One of the most revealing tests of a historic political leader is whether major unfulfilled elements of his or her agenda stay alive following the leader’s departure from the scene. Reagan passes this test in spades, perhaps most strikingly when one of his central goals, decentralization of the Federal welfare entitlement, was signed into law by a Democratic president in 1996, nearly eight years after the end of the Reagan era.

For Jack Kemp, a major Republican failing was political outreach to minorities, particularly black and Hispanic voters. By his advocacy of tax-favored enterprise zones and urban homesteading, and his close collaboration with such prominent minority legislators as Congressmen Robert Garcia of the South Bronx and Walter Fauntroy of the District of Columbia, Kemp was a pioneer in left-right, white-black and white-Hispanic coalition building. His strategy was not to play down conservative doctrine in the manner of a liberal Republican, but to adapt conservative beliefs to the needs of these communities. At a time when minorities are a growing share of the national vote and the Republican share of this vote more dismal than ever, either Republicans will find a way to revive Kemp-style conservative outreach or resign themselves once again to their own version of minority status.

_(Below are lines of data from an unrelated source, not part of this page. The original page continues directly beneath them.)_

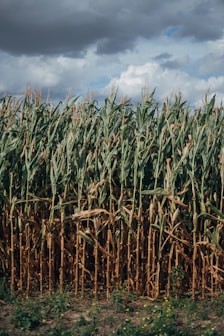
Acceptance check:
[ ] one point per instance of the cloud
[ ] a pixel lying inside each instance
(54, 27)
(167, 82)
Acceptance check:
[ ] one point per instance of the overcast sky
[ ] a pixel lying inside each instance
(76, 46)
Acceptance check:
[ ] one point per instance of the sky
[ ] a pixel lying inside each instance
(95, 47)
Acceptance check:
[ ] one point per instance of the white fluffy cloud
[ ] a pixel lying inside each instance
(167, 82)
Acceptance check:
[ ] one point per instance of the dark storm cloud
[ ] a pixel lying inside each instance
(162, 56)
(204, 21)
(71, 26)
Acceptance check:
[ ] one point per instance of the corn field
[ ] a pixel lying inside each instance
(100, 197)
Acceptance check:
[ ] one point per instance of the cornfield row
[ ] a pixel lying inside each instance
(100, 197)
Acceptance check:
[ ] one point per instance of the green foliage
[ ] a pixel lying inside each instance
(27, 315)
(59, 331)
(3, 333)
(130, 329)
(57, 303)
(164, 320)
(5, 294)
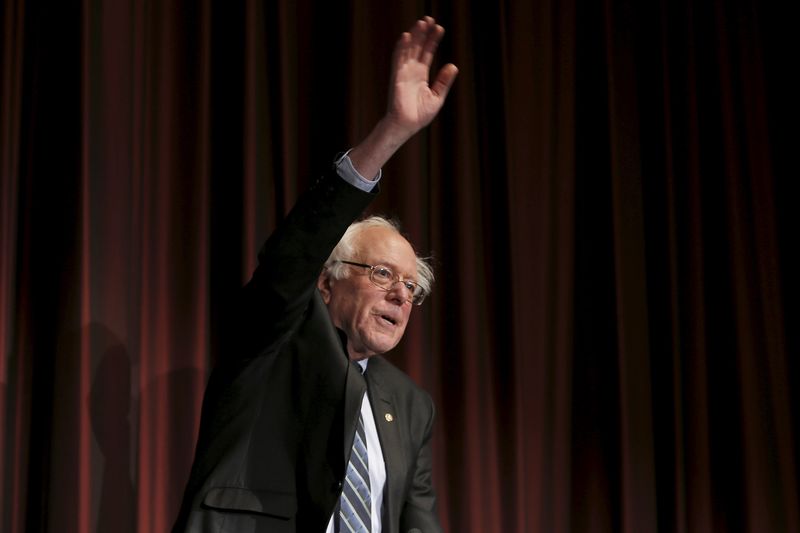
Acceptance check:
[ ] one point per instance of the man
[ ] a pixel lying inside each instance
(293, 437)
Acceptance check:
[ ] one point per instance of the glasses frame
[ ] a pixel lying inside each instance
(414, 299)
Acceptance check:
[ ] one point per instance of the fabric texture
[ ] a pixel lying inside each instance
(281, 409)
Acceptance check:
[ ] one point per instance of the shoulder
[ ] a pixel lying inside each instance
(393, 381)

Even today’s financial crisis, on one level an undeniable threat to the revitalization of capitalism that the political achievements of Reagan, Kemp, and Margaret Thatcher made possible, is a vindication of Kemp and the supply siders of the 1970s. It is sometimes forgotten that the origin of supply-side economics was intertwined not with tax policy, but with the 1971 breakdown of the Bretton Woods monetary system which provided a residual link of the dollar to gold. It was the double-digit inflation that ignited in the wake of the Nixon administration’s “liberation” of the dollar that pushed millions of middle-class taxpayers into marginal tax brackets never designed for them. This in turn helped create the mass base of the tax revolution that took off in the late 1970s.

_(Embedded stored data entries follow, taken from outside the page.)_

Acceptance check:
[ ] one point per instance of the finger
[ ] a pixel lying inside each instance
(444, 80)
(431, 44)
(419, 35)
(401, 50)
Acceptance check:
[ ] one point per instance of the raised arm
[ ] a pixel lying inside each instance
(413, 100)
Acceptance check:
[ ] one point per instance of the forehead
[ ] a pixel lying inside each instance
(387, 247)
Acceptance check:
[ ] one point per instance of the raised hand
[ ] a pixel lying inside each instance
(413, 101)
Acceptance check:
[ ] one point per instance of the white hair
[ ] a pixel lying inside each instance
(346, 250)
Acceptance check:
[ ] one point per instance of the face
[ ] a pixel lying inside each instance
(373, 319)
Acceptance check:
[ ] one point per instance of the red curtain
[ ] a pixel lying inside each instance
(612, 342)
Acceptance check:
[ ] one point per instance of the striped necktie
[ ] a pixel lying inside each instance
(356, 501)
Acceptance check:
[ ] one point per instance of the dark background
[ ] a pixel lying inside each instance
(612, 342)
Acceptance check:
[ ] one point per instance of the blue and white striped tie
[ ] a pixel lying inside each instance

The most important article about early supply-side theory appeared in Irving Kristol’s Public Interest magazine in 1975. Written by Wall Street Journal editorial writer Jude Wanniski, it was titled “The Mundell-Laffer Hypothesis.”

I remember avidly reading it as a frazzled director of research at Reagan’s exploratory campaign committee in Washington, preparing issue papers for the1976 nomination fight. The article was almost exclusively about monetary policy, most immediately the dangers of fiat money in the newly created “dollar standard.” Columbia professor Robert Mundell, along with Arthur Laffer the academic godfather of the supply side, won the Nobel Prize for Economics in 1999 not for fiscal studies but for his groundbreaking work in monetary policy.

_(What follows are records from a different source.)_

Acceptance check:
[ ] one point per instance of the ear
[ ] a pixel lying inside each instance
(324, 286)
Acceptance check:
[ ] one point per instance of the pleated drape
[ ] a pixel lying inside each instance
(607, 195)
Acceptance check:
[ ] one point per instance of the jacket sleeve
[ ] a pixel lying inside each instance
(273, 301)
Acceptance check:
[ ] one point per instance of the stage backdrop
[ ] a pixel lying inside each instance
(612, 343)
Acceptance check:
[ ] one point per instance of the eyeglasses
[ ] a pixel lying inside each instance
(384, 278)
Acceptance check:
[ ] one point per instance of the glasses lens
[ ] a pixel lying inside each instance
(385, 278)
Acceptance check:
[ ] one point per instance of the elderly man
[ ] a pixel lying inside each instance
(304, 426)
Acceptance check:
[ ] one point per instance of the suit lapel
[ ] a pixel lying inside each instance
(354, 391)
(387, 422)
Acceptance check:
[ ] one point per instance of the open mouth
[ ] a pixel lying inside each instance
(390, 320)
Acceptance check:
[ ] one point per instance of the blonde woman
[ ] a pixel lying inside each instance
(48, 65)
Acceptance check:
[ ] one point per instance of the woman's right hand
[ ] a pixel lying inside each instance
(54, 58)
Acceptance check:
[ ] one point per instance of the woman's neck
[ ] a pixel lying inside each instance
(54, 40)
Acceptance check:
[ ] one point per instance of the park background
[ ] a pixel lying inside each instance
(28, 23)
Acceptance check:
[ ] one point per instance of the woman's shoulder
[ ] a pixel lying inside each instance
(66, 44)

A long-time advocate of fixed currency exchange rates, the Canadian Mundell is today widely credited as the prime architect of the Euro and as a major behind-the-scenes adviser to the top economic policymakers of the People’s Republic of China. It seems logical to wonder if it is an accident that this increasingly important nation in today’s global economy, holding in Beijing dollar-denominated debt instruments in the amount of two trillion dollars as their national monetary reserve, has consistently opposed floating exchange rates and recently singled out for blame the distorting role of the dollar — a single nation’s debt — as the world’s official reserve currency.

Regardless of where this interesting new debate leads, it is patently absurd to allow Barack Obama and Lawrence Summers to treat a pure crisis of monetary policy centered in the liquidity of the global banking system as a repudiation of (take your pick) modern capitalism, American-style entrepreneurship, or of private American medicine. Jack Kemp, who lost his courageous battle with cancer amid all the prayers of his many friends, fellow agitators, and admirers, could have told you that in 1977.

Jeffrey Bell, a visiting fellow at the Ethics and Public Policy Center in Washington, was national campaign coordinator of Kemp for President in 1988.